Albert Sidney Johnston
There is a mild controversy among historians as to who actually killed Albert Sidney Johnston at Shiloh. The Kentucky born general had adopted Texas as his home state and because of his friendship with Jefferson Davis was made the highest ranking field general in the Confederate Army. Davis had once said, "If Johnston is not a general, then we have no general."
What is known about Johnston's death is that he led a charge against the Peach Orchard sector of the battlefield. He was struck in the back of the knee, the bullet slicing his popliteal artery and he bled to death on the field. There is more to the story, however.
Johnston led his men from the far tree line
On February 7, 1837, Johnston fought a duel with Texas General Felix Huston. He was struck in the hip by a pistol ball. The wound damaged a nerve in Johnston's right leg and he lost a good bit of sensation as a result. When he was struck by the bullet at Shiloh, he had no idea that he'd been wounded.
Popliteal Artery located behind the knee
Johnston wore high riding boots and the blood poured into his boot and as a result was unnoticed by members of his staff. It wasn't until moments later that he was observed under a tree slumping in the saddle. His staff took him off his horse and carried him into a nearby ravine and searched for the wound. When they removed his boot, they found it filled with blood. Ironically, Johnston carried a tourniquet with him, but none of his staff understood how to use it. Johnston soon lapsed into unconsciousness and died.
Site where Johnston was noticed to be wounded
Ravine where Johnston died
The story gets even murkier at this point. A surgeon dug the bullet out of the back of Johnston's leg and announced that it was an Enfield bullet. Federal soldiers in that section of the battlefield weren't carrying Enfield's. The Confederate soldiers that Johnston was leading in the charge were carrying Enfield Rifles. That would mean in all probability that Johnston was shot by his own men by accident.
One account states that Johnston, Harris and Breckinridge placed themselves about forty paces in front of the line of about 5,000 men and led the charge. It was the highest ranking charge in American history. Johnston was the ranking field general in the Confederate Army, Breckinridge was the ex-vice president of the United States, and Harris was the current governor of Tennessee. As a side note, the Confederate governor of Kentucky George Johnson was killed at Shiloh on another part of the field while serving as a volunteer private on line with men from his state.

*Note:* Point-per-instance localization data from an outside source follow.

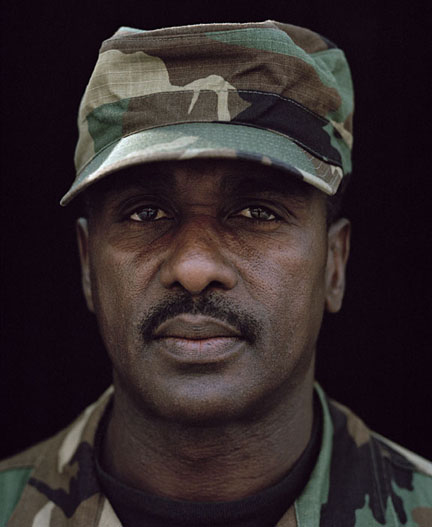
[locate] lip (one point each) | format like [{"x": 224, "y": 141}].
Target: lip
[
  {"x": 196, "y": 339},
  {"x": 195, "y": 327}
]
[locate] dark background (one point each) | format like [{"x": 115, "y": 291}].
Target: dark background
[{"x": 374, "y": 356}]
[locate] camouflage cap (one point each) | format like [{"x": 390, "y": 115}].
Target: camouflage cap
[{"x": 269, "y": 92}]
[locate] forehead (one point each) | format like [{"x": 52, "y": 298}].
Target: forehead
[{"x": 221, "y": 177}]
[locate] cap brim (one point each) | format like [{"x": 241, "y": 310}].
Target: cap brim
[{"x": 208, "y": 140}]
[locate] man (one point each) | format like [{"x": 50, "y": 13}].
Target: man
[{"x": 209, "y": 163}]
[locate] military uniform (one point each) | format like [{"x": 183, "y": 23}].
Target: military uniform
[
  {"x": 360, "y": 479},
  {"x": 267, "y": 92}
]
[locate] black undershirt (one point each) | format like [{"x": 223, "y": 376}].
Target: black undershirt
[{"x": 136, "y": 508}]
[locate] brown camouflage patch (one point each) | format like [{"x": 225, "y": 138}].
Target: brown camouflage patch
[{"x": 422, "y": 516}]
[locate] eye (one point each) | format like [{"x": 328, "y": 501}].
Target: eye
[
  {"x": 258, "y": 213},
  {"x": 148, "y": 213}
]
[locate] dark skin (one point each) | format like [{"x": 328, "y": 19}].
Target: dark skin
[{"x": 209, "y": 279}]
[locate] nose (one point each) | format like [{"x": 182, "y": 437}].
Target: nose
[{"x": 196, "y": 262}]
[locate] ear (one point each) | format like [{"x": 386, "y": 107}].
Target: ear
[
  {"x": 337, "y": 256},
  {"x": 83, "y": 245}
]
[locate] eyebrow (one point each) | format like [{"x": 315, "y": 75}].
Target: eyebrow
[{"x": 158, "y": 180}]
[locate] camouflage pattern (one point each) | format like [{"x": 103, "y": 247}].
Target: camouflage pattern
[
  {"x": 268, "y": 92},
  {"x": 360, "y": 479}
]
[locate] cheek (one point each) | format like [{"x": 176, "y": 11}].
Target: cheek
[
  {"x": 118, "y": 292},
  {"x": 288, "y": 279}
]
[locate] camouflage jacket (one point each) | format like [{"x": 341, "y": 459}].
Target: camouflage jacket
[{"x": 360, "y": 479}]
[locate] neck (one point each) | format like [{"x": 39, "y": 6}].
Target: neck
[{"x": 220, "y": 463}]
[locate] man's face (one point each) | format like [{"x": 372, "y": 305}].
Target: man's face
[{"x": 209, "y": 280}]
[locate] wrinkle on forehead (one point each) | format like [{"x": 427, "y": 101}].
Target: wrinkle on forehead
[{"x": 229, "y": 178}]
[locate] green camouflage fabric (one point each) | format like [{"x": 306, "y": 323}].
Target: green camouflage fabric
[
  {"x": 269, "y": 92},
  {"x": 360, "y": 479}
]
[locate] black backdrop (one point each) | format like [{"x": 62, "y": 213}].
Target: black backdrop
[{"x": 374, "y": 356}]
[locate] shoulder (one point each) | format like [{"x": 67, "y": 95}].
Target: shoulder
[
  {"x": 15, "y": 473},
  {"x": 40, "y": 475},
  {"x": 390, "y": 479}
]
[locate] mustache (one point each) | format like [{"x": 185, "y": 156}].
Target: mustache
[{"x": 211, "y": 305}]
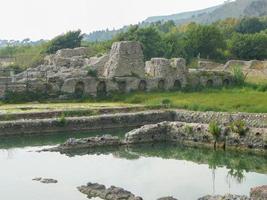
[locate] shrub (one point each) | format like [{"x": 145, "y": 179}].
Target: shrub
[
  {"x": 215, "y": 130},
  {"x": 239, "y": 127},
  {"x": 62, "y": 121},
  {"x": 71, "y": 39},
  {"x": 92, "y": 72},
  {"x": 239, "y": 76},
  {"x": 166, "y": 103},
  {"x": 188, "y": 129}
]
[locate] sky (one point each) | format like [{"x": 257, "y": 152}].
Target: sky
[{"x": 44, "y": 19}]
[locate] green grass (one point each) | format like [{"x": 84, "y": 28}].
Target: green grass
[
  {"x": 229, "y": 100},
  {"x": 250, "y": 98}
]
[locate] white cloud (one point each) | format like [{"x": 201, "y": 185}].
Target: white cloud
[{"x": 38, "y": 19}]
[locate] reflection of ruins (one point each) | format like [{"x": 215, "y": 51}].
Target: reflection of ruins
[{"x": 69, "y": 71}]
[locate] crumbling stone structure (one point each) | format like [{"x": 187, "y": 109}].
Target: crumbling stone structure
[{"x": 70, "y": 71}]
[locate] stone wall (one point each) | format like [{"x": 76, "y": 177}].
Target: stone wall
[
  {"x": 254, "y": 138},
  {"x": 123, "y": 69},
  {"x": 40, "y": 126},
  {"x": 109, "y": 121}
]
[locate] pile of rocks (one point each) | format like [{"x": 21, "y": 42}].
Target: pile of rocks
[
  {"x": 254, "y": 138},
  {"x": 116, "y": 193},
  {"x": 90, "y": 142},
  {"x": 112, "y": 193}
]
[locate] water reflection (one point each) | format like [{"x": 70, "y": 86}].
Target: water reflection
[
  {"x": 236, "y": 163},
  {"x": 189, "y": 172}
]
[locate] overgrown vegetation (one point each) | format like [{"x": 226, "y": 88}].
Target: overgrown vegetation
[
  {"x": 215, "y": 130},
  {"x": 238, "y": 74},
  {"x": 62, "y": 121},
  {"x": 223, "y": 40},
  {"x": 71, "y": 39},
  {"x": 239, "y": 127}
]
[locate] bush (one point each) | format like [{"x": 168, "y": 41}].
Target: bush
[
  {"x": 239, "y": 76},
  {"x": 92, "y": 73},
  {"x": 62, "y": 121},
  {"x": 71, "y": 39},
  {"x": 239, "y": 127},
  {"x": 215, "y": 130},
  {"x": 188, "y": 129},
  {"x": 166, "y": 103}
]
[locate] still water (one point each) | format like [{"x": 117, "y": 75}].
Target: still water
[{"x": 150, "y": 171}]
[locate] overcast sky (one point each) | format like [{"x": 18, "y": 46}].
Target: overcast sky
[{"x": 44, "y": 19}]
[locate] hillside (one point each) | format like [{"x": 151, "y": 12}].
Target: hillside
[{"x": 234, "y": 9}]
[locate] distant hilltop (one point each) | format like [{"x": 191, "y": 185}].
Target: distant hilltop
[
  {"x": 233, "y": 9},
  {"x": 229, "y": 9}
]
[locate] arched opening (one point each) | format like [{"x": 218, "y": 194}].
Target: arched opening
[
  {"x": 122, "y": 86},
  {"x": 226, "y": 82},
  {"x": 101, "y": 88},
  {"x": 177, "y": 85},
  {"x": 142, "y": 85},
  {"x": 79, "y": 89},
  {"x": 161, "y": 85},
  {"x": 209, "y": 83}
]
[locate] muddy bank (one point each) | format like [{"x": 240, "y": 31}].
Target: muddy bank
[
  {"x": 68, "y": 113},
  {"x": 223, "y": 136},
  {"x": 107, "y": 121}
]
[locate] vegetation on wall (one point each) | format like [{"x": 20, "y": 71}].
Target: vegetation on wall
[{"x": 231, "y": 38}]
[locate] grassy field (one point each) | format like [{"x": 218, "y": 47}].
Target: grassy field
[
  {"x": 250, "y": 98},
  {"x": 230, "y": 100}
]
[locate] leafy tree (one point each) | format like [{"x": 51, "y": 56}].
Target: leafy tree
[
  {"x": 250, "y": 25},
  {"x": 174, "y": 44},
  {"x": 249, "y": 46},
  {"x": 149, "y": 37},
  {"x": 204, "y": 40},
  {"x": 71, "y": 39}
]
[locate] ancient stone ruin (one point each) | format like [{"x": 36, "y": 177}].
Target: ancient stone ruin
[{"x": 123, "y": 69}]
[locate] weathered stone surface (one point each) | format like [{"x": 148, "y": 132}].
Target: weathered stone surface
[
  {"x": 258, "y": 193},
  {"x": 97, "y": 64},
  {"x": 125, "y": 59},
  {"x": 196, "y": 133},
  {"x": 112, "y": 193},
  {"x": 209, "y": 65},
  {"x": 45, "y": 180},
  {"x": 225, "y": 197},
  {"x": 167, "y": 198}
]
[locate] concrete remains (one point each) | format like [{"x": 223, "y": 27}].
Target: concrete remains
[{"x": 70, "y": 71}]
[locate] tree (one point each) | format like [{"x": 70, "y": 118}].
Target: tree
[
  {"x": 174, "y": 44},
  {"x": 206, "y": 40},
  {"x": 151, "y": 41},
  {"x": 149, "y": 37},
  {"x": 250, "y": 25},
  {"x": 71, "y": 39},
  {"x": 249, "y": 46}
]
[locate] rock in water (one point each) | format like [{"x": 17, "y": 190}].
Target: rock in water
[
  {"x": 259, "y": 193},
  {"x": 112, "y": 193},
  {"x": 126, "y": 59}
]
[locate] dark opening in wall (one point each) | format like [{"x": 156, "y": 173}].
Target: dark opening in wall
[
  {"x": 209, "y": 83},
  {"x": 177, "y": 85},
  {"x": 142, "y": 85},
  {"x": 122, "y": 86},
  {"x": 101, "y": 88},
  {"x": 226, "y": 82},
  {"x": 161, "y": 85},
  {"x": 79, "y": 89}
]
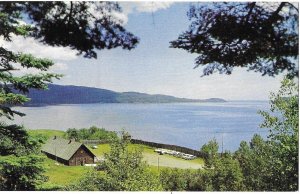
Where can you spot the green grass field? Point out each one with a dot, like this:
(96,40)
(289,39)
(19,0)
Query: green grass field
(46,132)
(63,175)
(60,175)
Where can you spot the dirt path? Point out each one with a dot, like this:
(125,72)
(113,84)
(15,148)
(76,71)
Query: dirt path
(168,161)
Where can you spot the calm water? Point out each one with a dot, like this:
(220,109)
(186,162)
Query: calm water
(185,124)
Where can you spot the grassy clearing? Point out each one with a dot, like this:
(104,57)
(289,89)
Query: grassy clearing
(46,132)
(62,175)
(153,158)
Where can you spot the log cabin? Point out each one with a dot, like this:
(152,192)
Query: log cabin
(68,152)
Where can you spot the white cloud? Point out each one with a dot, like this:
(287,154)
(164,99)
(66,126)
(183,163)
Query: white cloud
(38,49)
(142,6)
(152,6)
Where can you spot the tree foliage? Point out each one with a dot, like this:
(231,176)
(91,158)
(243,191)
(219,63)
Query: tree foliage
(21,173)
(254,160)
(82,26)
(210,152)
(262,37)
(283,122)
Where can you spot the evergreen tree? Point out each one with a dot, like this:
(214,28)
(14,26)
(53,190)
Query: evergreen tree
(262,37)
(83,26)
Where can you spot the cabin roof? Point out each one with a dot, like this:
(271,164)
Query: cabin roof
(62,148)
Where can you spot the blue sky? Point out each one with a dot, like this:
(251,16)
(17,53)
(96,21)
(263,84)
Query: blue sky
(153,67)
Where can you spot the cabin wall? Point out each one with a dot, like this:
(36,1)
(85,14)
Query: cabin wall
(60,160)
(82,156)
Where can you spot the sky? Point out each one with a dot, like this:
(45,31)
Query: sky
(152,67)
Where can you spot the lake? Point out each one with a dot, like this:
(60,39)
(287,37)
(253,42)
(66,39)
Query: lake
(185,124)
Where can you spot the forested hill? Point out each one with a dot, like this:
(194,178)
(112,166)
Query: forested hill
(58,94)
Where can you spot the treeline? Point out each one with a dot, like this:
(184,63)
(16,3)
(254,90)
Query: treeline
(92,133)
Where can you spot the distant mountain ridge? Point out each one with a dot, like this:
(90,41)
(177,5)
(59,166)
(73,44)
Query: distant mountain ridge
(59,94)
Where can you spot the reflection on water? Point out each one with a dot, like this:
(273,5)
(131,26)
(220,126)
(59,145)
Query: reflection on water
(186,124)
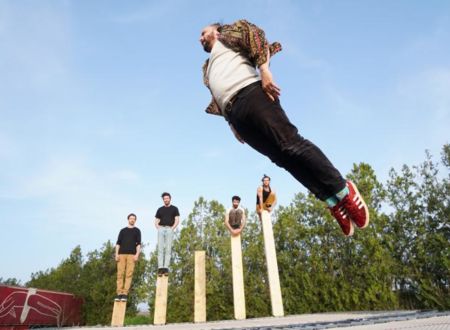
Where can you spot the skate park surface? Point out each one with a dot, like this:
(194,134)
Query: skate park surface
(429,320)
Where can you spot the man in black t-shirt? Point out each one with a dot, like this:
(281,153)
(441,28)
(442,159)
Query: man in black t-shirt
(166,220)
(128,248)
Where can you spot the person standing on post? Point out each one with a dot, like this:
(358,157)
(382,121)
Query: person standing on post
(235,217)
(128,248)
(166,220)
(249,102)
(265,196)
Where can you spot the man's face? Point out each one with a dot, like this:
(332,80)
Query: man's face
(208,38)
(166,200)
(132,220)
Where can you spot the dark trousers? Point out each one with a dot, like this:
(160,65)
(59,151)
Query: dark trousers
(264,126)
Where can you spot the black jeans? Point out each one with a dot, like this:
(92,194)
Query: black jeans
(264,126)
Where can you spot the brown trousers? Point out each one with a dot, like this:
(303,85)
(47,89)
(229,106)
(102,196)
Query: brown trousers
(125,268)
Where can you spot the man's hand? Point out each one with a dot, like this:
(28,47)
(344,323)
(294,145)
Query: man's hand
(268,85)
(236,134)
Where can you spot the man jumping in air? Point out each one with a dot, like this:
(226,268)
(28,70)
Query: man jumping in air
(250,104)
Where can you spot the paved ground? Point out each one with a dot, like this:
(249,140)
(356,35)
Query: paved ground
(414,320)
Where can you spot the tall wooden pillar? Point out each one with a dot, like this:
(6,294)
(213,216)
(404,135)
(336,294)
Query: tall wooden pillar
(162,284)
(118,316)
(272,265)
(238,278)
(200,287)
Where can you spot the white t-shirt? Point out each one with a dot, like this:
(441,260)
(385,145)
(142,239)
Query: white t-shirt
(228,72)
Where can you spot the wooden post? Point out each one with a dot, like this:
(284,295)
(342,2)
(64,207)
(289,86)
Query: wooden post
(200,287)
(272,265)
(162,283)
(118,313)
(238,278)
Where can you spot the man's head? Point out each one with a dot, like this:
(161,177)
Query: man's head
(209,36)
(166,198)
(235,200)
(131,219)
(265,180)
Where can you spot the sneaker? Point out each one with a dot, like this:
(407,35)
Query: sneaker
(355,206)
(342,217)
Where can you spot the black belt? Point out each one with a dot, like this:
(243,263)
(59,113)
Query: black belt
(242,92)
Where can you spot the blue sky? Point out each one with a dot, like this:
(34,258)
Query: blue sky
(102,108)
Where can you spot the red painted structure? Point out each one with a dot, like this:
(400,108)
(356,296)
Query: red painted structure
(21,308)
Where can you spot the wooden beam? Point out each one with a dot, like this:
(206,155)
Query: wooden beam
(162,283)
(272,265)
(200,287)
(118,316)
(238,278)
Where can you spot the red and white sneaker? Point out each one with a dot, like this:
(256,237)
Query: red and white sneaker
(341,215)
(355,206)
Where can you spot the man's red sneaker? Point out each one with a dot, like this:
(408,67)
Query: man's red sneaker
(342,217)
(355,206)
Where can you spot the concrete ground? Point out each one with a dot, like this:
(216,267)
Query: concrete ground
(430,320)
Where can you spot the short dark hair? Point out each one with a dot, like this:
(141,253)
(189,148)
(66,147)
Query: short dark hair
(166,194)
(217,25)
(265,176)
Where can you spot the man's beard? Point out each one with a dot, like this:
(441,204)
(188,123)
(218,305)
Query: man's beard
(207,47)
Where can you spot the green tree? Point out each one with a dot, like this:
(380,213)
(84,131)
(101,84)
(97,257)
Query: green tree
(420,232)
(93,280)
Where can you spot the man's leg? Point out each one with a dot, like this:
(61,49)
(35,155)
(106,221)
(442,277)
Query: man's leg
(161,247)
(121,264)
(263,124)
(129,273)
(169,239)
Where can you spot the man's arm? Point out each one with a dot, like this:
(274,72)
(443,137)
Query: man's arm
(268,85)
(259,194)
(177,221)
(117,252)
(227,221)
(244,219)
(236,134)
(138,251)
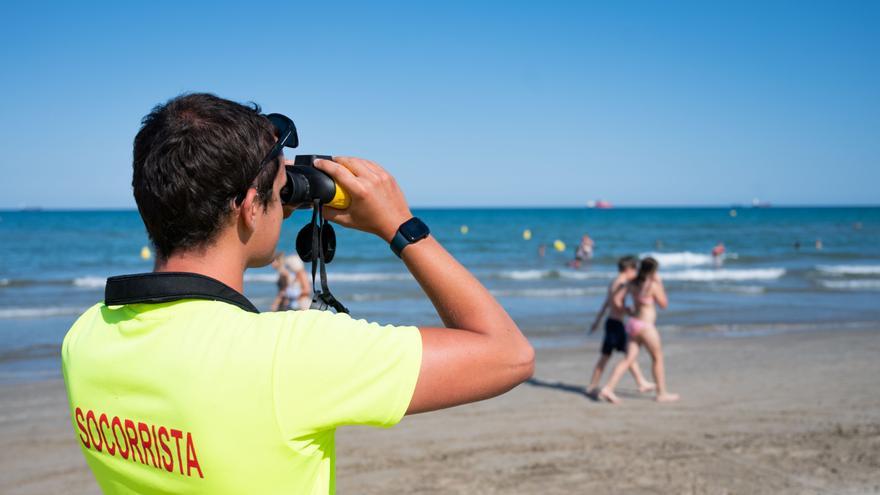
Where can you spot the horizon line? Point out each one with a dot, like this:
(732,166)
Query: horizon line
(34,209)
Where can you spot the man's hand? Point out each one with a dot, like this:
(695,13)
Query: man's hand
(377,203)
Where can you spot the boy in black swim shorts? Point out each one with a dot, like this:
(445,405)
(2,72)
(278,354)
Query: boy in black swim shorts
(615,335)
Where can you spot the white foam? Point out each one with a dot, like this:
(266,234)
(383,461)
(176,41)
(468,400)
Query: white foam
(850,284)
(90,282)
(583,275)
(525,274)
(739,289)
(724,274)
(38,312)
(366,277)
(541,274)
(557,292)
(849,269)
(683,258)
(334,277)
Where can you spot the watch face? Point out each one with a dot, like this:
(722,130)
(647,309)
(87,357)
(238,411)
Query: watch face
(414,229)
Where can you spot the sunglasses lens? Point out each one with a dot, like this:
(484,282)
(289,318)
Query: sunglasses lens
(286,130)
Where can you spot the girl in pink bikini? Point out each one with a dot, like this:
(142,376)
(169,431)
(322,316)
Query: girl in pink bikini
(647,292)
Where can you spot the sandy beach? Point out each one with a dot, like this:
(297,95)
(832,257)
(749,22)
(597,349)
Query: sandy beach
(796,413)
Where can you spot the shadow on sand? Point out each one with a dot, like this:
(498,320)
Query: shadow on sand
(563,387)
(581,389)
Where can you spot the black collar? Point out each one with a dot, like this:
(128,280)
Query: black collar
(170,286)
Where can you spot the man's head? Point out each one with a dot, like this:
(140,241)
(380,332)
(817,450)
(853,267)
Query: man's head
(193,156)
(627,266)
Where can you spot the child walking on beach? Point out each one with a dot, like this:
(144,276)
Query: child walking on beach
(646,290)
(615,334)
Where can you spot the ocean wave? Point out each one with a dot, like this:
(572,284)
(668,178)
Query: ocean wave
(335,277)
(552,274)
(90,282)
(556,292)
(738,289)
(850,284)
(849,269)
(683,258)
(9,313)
(725,274)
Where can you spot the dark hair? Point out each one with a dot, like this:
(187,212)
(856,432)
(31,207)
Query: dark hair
(192,156)
(647,267)
(627,262)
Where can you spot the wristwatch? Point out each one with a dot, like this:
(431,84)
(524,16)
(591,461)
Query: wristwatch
(409,232)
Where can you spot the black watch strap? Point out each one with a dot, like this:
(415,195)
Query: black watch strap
(409,232)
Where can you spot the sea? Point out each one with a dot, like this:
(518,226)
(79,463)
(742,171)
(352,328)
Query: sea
(784,270)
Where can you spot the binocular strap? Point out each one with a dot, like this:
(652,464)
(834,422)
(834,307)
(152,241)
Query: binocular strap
(322,298)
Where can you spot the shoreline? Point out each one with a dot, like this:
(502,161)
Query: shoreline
(792,413)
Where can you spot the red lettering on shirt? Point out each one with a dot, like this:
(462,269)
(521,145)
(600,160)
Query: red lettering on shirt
(163,432)
(177,434)
(131,433)
(84,436)
(111,449)
(116,424)
(142,440)
(147,442)
(90,420)
(191,459)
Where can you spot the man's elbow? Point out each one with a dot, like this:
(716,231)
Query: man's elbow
(525,362)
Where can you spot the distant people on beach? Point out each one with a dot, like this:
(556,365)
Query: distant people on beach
(646,291)
(584,251)
(292,283)
(615,333)
(718,253)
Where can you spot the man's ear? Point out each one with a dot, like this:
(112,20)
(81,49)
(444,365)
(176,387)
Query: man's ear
(250,209)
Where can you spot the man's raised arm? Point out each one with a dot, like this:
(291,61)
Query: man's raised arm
(481,353)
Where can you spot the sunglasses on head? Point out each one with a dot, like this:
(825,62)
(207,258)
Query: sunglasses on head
(287,137)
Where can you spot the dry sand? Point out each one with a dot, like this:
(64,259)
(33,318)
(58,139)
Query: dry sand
(797,413)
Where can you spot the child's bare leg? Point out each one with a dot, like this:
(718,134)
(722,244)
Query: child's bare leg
(597,372)
(643,384)
(607,392)
(651,339)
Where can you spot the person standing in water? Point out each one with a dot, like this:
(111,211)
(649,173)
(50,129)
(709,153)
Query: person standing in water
(299,291)
(615,334)
(647,292)
(718,253)
(293,284)
(584,251)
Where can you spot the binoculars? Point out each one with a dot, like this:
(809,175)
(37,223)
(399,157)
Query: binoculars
(305,184)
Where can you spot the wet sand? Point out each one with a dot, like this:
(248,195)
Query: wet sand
(797,413)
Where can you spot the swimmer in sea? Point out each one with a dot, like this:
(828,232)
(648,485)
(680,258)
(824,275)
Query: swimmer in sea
(718,252)
(293,284)
(615,334)
(282,297)
(647,292)
(584,251)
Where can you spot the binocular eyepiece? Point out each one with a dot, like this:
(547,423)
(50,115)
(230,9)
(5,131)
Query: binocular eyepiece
(305,184)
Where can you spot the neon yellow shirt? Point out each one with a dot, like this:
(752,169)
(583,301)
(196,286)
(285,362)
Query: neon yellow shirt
(198,396)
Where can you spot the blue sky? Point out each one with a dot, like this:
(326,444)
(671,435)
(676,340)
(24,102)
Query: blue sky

Albert Sidney Johnston in C.S. Uniform
It can be argued that Johnston was hit in the back of the knee by a Confederate bullet during the charge. It could also be argued that his surgeon misidentified the bullet. One could also argue that Johnston was killed by Felix Huston in the duel 25 years before that fateful day. Had he not had the nerve damage in his leg, he would have felt the wound when it occurred. Regardless, Sidney Johnston remains one of the great what-ifs of the war. I plan on doing another blog on his generalship in the future.
It is a strong possibility that Johnston was the first Confederate general to be shot by his own men, but he certainly would not be the last. Stonewall Jackson (Chancellorsville), Micah Jenkins (The Wilderness) and James Longstreet (The Wilderness, but survived) would be other Confederate's hit by friendly fire.